- Directed by: Minkyu Lee
- Written by: Minkyu Lee
- Distributed by: ShortsHD
- Release date: 2011;
- Running time: 16 minutes
- Country: United States

= Adam and Dog =

Adam and Dog is a 2011 American animated short film by Minkyu Lee. The film was nominated for Best Animated Short Film for the 85th Academy Awards and won Best Animated Short Subject at the 39th Annie Awards.

After being nominated for an Academy Award, the film was released along with all the other 15 Oscar-nominated short films in theaters by ShortsHD.

== Plot ==
The film is a retelling of Adam and Eve's story (as found in the first three chapters of the Book of Genesis) from Dog's point of view. Dog is shown in the Garden of Eden, exploring its environment and encountering various animals. Its doggy nature is revealed in various scenes from territory marking to barking at a passing mastodon to attempting to befriend a lemur. One day in the savanna, it encounters the newly created Adam who is also exploring Eden. Adam feeds Dog some grains, pets it and moves on. The next day, Adam is high up on a tree, interacting with a bird, when Dog sees him again. Adam tosses down a fruit to Dog and climbs down.

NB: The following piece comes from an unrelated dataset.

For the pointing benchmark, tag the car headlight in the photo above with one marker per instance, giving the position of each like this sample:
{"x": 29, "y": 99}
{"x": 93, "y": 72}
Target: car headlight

He is surprised that Dog is fascinated by the branch (now stripped of fruit) he is holding. When he throws the branch away, Dog fetches it back. Dog is excited when Adam (who knows all animal languages) barks like it. They become friends and explore Eden together. One day, Dog sees Adam with a new creature, Eve with long red hair. Dog attempts to interest Adam in a game of fetch but Adam throws the stick extremely far away in order to get rid of Dog. When Dog returns with the stick, Adam and Eve are gone. Dog waits all day for him to return. At night, Dog (with stick) wanders Eden and sees a panther with a dead rabbit in its mouth. It starts to rain. Dog then sees Adam and Eve, wearing clothes, running through the forest. He chases after them, barking joyously but when Adam turns around, his face is so distorted and sinister, Dog runs away terrified.

Other animals also flee them. Adam and Eve stop and turn away from one another. They look ashamed, dejected and alone. The next day, Adam and Eve emerge from Eden and enter a bleak desert. They are clothed in rough animal fur. Dog sees them leave, takes a step out of Eden, pauses and then returns to Eden. It then dashes out with the stick in its mouth and runs towards them. In the last scene, Dog lays the stick at a surprised Adam's feet. Adam kneels down and pets Dog and tells Eve who Dog is. Eve kneels down in front of Dog and hugs and kisses it. Adam and Eve walk off together. They are holding hands and so close they seem like one person. Dog walks right by their side.